There’s something strangely satisfying about starting a co-op game that doesn’t waste time explaining itself. Split Fiction opens with a premise that’s just odd enough to catch your attention, then immediately throws you into dual perspectives, each with its own tone, tempo and mechanics. It expects you to keep up, to communicate, and to make mistakes together. That’s the charm. And on the Switch 2, that core experience is still fully intact, now portable and just as focused.

Split Fiction 2

Split Fiction takes you to a fictive realm where authors can bring their ideas to life using some state the art technology that lets you wander around in your ideas. At the core of the story are Mio and Zoe, writers of cyberpunk neo-futuristic and fantasy stories. When they got sucked into the machine together their world collide, offering a unique mix of high-tech action and classic fantasy adventure.

 

The game leans fully into this contrast. It never settles into one genre or rhythm for too long. One minute you’re platforming through crumbling ruins, the next you’re solving logic puzzles in a neon-drenched lab, then suddenly thrown into a combat sequence that demands near-perfect timing from both players. Sometimes the challenge is mechanical, sometimes emotional. That unpredictability is the game’s biggest strength.

What ties it all together is how grounded the writing feels, even when everything else is fragmented. The dialogue works. The moments of silence do too. There’s enough sincerity beneath the chaos to make the stakes feel personal, and enough creativity in the mechanics to keep every chapter feeling distinct.

Nintendo Switch 2 

Split Fiction on Switch 2 doesn’t feel like a second-tier port. From the moment the game opens, it’s clear the experience has been carefully retooled rather than just compressed. The split-screen mechanic still defines how everything moves and shifts, and even on a handheld device, the format holds up without friction.

This is still a co-op game through and through. You’re controlling two characters from completely different worlds, often at the same time, and yet everything flows.
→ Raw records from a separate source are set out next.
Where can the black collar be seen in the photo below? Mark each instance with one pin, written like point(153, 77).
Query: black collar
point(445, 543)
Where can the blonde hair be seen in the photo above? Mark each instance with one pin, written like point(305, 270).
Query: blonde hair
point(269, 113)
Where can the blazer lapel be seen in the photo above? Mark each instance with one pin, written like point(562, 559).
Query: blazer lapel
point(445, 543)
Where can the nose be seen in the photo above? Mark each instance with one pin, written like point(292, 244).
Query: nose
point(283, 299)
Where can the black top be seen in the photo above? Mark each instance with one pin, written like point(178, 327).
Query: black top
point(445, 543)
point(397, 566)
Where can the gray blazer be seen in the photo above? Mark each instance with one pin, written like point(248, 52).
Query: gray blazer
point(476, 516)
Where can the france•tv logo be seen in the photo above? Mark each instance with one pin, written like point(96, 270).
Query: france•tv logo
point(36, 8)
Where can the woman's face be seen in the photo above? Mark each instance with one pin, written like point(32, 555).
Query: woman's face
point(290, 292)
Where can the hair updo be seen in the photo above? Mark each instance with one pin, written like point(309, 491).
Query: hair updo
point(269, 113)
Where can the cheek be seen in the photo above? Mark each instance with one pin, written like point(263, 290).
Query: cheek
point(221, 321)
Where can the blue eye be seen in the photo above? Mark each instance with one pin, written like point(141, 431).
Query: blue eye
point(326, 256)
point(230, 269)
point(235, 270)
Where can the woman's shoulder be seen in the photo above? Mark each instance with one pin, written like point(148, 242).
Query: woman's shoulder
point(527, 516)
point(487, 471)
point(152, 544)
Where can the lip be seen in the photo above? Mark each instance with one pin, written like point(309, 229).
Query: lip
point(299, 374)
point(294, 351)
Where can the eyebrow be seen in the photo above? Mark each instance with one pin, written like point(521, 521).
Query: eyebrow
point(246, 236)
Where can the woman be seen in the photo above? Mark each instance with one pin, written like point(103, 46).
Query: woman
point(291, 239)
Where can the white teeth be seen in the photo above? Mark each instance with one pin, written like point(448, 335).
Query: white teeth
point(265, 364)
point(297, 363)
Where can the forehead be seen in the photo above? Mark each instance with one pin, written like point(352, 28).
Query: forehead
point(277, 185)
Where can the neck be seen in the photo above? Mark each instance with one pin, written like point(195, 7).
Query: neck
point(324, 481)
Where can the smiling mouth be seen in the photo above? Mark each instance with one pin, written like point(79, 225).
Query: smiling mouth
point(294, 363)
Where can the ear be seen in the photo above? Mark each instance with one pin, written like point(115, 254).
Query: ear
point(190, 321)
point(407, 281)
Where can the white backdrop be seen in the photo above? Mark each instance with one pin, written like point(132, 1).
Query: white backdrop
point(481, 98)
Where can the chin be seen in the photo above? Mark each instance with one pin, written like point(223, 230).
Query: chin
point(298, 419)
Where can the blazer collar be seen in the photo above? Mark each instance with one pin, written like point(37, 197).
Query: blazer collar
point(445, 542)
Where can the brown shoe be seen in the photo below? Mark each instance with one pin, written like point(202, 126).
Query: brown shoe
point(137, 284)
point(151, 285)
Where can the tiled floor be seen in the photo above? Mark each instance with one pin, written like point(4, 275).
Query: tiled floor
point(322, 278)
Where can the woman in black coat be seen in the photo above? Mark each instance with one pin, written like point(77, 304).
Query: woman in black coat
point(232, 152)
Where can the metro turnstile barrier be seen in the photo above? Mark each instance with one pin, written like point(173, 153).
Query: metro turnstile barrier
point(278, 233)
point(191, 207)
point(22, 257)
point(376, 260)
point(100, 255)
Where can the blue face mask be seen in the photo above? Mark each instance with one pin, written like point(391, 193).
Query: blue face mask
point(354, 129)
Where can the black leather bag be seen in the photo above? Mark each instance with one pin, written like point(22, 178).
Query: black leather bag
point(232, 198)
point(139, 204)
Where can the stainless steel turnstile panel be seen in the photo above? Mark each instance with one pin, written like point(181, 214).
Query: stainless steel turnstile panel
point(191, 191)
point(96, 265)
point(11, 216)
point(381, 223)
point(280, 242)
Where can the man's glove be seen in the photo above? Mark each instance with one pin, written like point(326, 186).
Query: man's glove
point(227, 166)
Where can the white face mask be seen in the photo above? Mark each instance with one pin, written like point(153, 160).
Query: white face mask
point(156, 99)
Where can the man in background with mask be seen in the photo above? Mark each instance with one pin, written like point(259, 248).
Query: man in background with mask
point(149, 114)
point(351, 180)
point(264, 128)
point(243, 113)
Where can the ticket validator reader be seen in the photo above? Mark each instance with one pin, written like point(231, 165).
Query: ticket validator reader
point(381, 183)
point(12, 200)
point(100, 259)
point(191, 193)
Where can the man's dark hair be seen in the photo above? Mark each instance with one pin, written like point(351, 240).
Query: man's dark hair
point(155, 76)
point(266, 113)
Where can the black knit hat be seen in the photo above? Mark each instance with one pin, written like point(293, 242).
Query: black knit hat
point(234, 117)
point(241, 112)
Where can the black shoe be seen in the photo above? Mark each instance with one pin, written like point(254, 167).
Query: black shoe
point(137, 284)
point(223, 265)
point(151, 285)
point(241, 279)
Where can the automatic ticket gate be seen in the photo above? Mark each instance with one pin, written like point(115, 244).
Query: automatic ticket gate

One moment you’re hacking through a neon-soaked terminal in a sci-fi setting, the next you’re navigating magical beasts in a fantasy forest. These sharp contrasts still feel deliberate rather than jarring, and the way the stories bleed into each other is as clever as it was on bigger platforms.

 

The Switch 2 makes it work by being fast where it needs to be. Load times are practically gone. Controls are responsive, even during heavy interactions or quick-time inputs. There are moments, especially in handheld, where the visuals drop a bit, less shadow detail, slightly softened edges, but they’re easy to ignore once the pacing takes over. The game moves, and more importantly, it keeps you moving.

Performance is stable. The framerate stays close to thirty without major dips, even in split-screen boss fights or set pieces with a lot of effects on both sides. You won’t get the resolution or lighting quality of the PS5 version, but what you do get feels consistent, which is far more important when communication and coordination are everything. It never stutters when it counts.

Where this version really shines is in how easy it is to get into. Friend’s Pass still works, even across platforms, and once you’ve linked things up, it just runs. There’s no performance penalty for cross-play. No weird lag spikes or de-synced cutscenes. If anything slows you down, it’s the setup menus themselves, which still ask for too many account link confirmations and steps. But once you’re in, the game doesn’t make you think about the tech anymore.

 

Conclusion:

If this is your first time playing Split Fiction, this is a great entry point. Everything that made the original work is intact, and the portability adds a lot if you’re planning on co-op sessions in short bursts. If you already played the game elsewhere, though, this version doesn’t bring new content or technical upgrades. It’s the same game, rebuilt to run smoothly on a smaller screen. That might be enough for a second run with someone new, but it won’t feel fresh if you’ve seen it all before.